Planning and preparation for disaster response can be a daunting task for any size government. Municipalities, Towns, Cities, and States all have a responsibility to be prepared to respond when the unexpected happens suddenly. Each of the areas listed below require several layers of details to be added for the activities to be effective.
1. Identify the Emergency Management Response Team (EMRT) for the jurisdiction. This includes, perhaps, thinking outside of the immediate organization and looking to external organizations that bear responsibility in the response to an emergency. Define the roles and responsibilities of each of the EMRT members, how they are contacted, and where they will physically reside during the emergency.
Communications among the member representatives is crucial. How information is shared and coordination occurs must be decided and exercised.
Each EMRT member must understand what resources the others bring to the table during an emergency response. Again, practice using those resources is imperative.
2. Define the critical resources and assets needed in the community for residents and businesses to survive. The entire community must be educated about where critical resources or services will come from during an emergency. Utilities, city water, drinking water, food, and medical care are all examples of critical resources. What are the sources of those assets? Do they reside inside the community, or are they provided from external sources. There must be a plan for replenishment of those resources or services as they are expended.

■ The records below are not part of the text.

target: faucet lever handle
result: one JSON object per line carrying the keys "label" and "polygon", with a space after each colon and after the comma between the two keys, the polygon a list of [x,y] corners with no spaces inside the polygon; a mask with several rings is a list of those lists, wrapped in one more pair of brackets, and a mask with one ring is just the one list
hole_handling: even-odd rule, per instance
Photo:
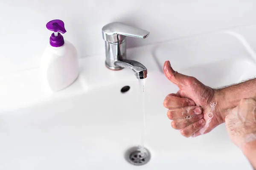
{"label": "faucet lever handle", "polygon": [[125,38],[125,36],[144,39],[149,32],[124,24],[121,23],[110,23],[102,29],[102,36],[105,41],[116,42]]}

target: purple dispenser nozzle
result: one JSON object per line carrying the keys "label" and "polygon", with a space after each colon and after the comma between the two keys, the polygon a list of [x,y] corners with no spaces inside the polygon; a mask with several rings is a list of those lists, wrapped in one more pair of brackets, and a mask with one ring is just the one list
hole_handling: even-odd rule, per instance
{"label": "purple dispenser nozzle", "polygon": [[[64,23],[60,20],[54,20],[49,21],[46,24],[46,28],[49,30],[54,31],[55,33],[60,32],[64,34],[67,32],[64,27]],[[61,47],[63,45],[64,43],[63,36],[58,32],[57,35],[54,33],[52,33],[50,37],[50,45],[52,47]]]}

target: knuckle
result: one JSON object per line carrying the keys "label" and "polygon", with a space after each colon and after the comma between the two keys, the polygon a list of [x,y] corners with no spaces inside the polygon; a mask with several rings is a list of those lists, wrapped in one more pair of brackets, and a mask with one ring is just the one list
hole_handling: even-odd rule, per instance
{"label": "knuckle", "polygon": [[252,97],[252,98],[248,99],[248,101],[252,104],[256,103],[256,100],[255,100],[255,98],[254,98]]}
{"label": "knuckle", "polygon": [[198,127],[199,127],[200,125],[199,125],[199,123],[194,123],[192,125],[192,128],[194,130],[196,130],[198,128]]}
{"label": "knuckle", "polygon": [[165,107],[165,108],[167,108],[168,107],[169,104],[169,101],[168,100],[168,99],[165,99],[163,101],[163,106]]}
{"label": "knuckle", "polygon": [[227,123],[227,122],[229,122],[229,116],[228,116],[228,115],[227,115],[225,118],[225,122],[226,122],[226,123]]}
{"label": "knuckle", "polygon": [[189,137],[189,133],[188,132],[188,131],[184,129],[182,129],[180,130],[180,133],[181,134],[181,135],[186,137]]}
{"label": "knuckle", "polygon": [[168,112],[167,113],[167,116],[170,119],[173,119],[173,118],[174,118],[173,111],[168,111]]}
{"label": "knuckle", "polygon": [[177,124],[175,121],[172,121],[171,123],[171,125],[173,128],[175,129],[177,129]]}
{"label": "knuckle", "polygon": [[241,100],[240,101],[240,104],[243,104],[243,103],[244,103],[246,102],[246,101],[247,101],[248,99],[247,98],[243,98],[241,99]]}
{"label": "knuckle", "polygon": [[194,82],[197,79],[195,78],[192,76],[189,76],[186,79],[186,82],[188,85],[191,85],[193,83],[193,82]]}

3. Define those resources and services required by other communities that are provided by your community. Perhaps the local community has the regional utility provider, hospital, airport, or main access roads for delivery of supplies. Each community must have a plan to provide or make those services available, or help in planning alternative solutions.
4. Know Your Community. It is critical that during the emergency the EMRT understand the local Population, Demographics, First Responder Assets (Police, Fire, Ambulance, Hospital), Schools (capacity, structure capability), Communications hubs (capacity, alternate power sources, etc). The number of available police vehicles, police officers, ambulances, and paramedics allows the team to properly plan field support and make rapid decisions. This data must be known before an emergency situation presents itself, and updated regularly throughout the incident.
5. Determine shortfalls and training requirements for the EMRT. Exercise response to a declared emergency, practice communications and information sharing with multiple agencies, and document strengths and weaknesses. Revisit the areas documented periodically.
These items are crucial for development of a team capable of responding to any emergency situation. This is only a starting point to benchmark the organization’s abilities. It does not take a large budget to begin the process to prepare.